The idea behind the fairphone is that it’s made fairly. It looks overpriced because they’re paying a fair price for the raw materials + production costs. If other companies didn’t exploit third world countries their phones would be priced similarly to fair phone.
You don’t buy fair phone for the specs, you buy it so you can be certain some child in south Africa didn’t have crawl in a mine to get the the metals that go into phones, or have a child sit in a factory putting together the chips that go into phones. Or you buy it because you don’t want to throw your phone away after 3 years because you couldn’t replace the battery or the screen or the charging port.
I say to all manufacturers and developers just get one OS and stick with it, and then there is no further e-waste if it’s cross compatible from a dual core spec hardware upward it just runs faster the higher spec you go, there will be no hardware or OS incompatability just an ever improving OS one fits all old and new.
All fairphone are going to do is become e-waste just with a smaller footprint than the rest but e-waste none the less, I do not see them surviving long either.
I say to all manufacturers and developers just get one OS and stick with it, and then there is no further e-waste if it’s cross compatible from a dual core spec hardware upward it just runs faster the higher spec you go, there will be no hardware or OS incompatability just an ever improving OS one fits all old and new.
But where does the new hardware come from? Google has one OS that is the same over all Pixel phones, it doesn’t stop them from churning out a new Pixel every year. It also doesn’t solve the problems Fairphone aims to solve which are a) ethically sourced materials and b) reducing ewaste by having higher repairability.
Let’s say they create their own OS. How is the OS going to make sure the underlying hardware is “fairly” acquired? It’s not. Nor is the OS magically going to turn a non-repairable phone into a repairable one. That’s the reason why Fairphone makes their own phones, so they can verify their materials are ethically sourced and the phone is repairable.
All fairphone are goinn to do is become e-waste just with a smaller footprint than the rest but e-waste none the less, I do not see them surviving long either.
Actually the company recycles its phones.
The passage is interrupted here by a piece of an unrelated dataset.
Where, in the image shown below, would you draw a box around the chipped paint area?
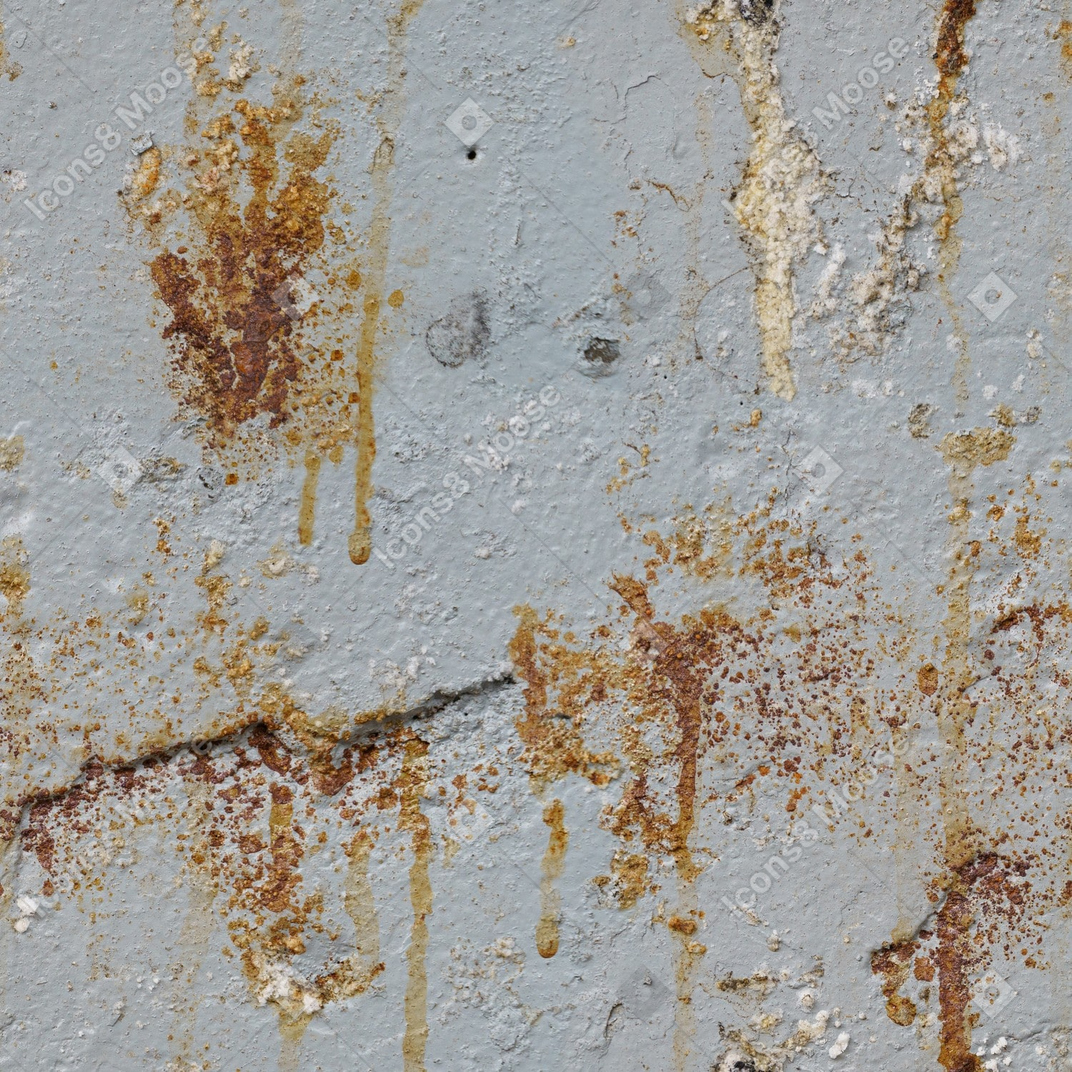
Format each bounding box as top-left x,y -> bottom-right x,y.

If you don’t like your Fairphone you can send it to them and based on the model and the state of the phone they’ll reimburse it. And how long is long because Fairphones are over a decade old?
People should focus on a better single lifetime lifespan OS, not churning out further e-waste and recycled devices that will inevitably become none circulatory e-waste that will return back as what it once was, yes it will reduce that waste numbers for a time but not prevent it, wheras OS regulation to force a single unified OS per company name would stop it altogether wouldn’t it, if they said all hardware must have a unified OS that does not age out and all hardware must be able to here after use the same baseline OS development that also must be unified this day forward…now deal with it or close shop if you want to change this e-waste problem for real that is theoretically the only way likely you’d impact it in a stop immediately way for good.You’d apply it to both phones and computers and also consoles but allow the shells/housings to be made of fully recyclable materials so they can be re-housed slide out slot it design would work for motherboards aka a modular case/housing design.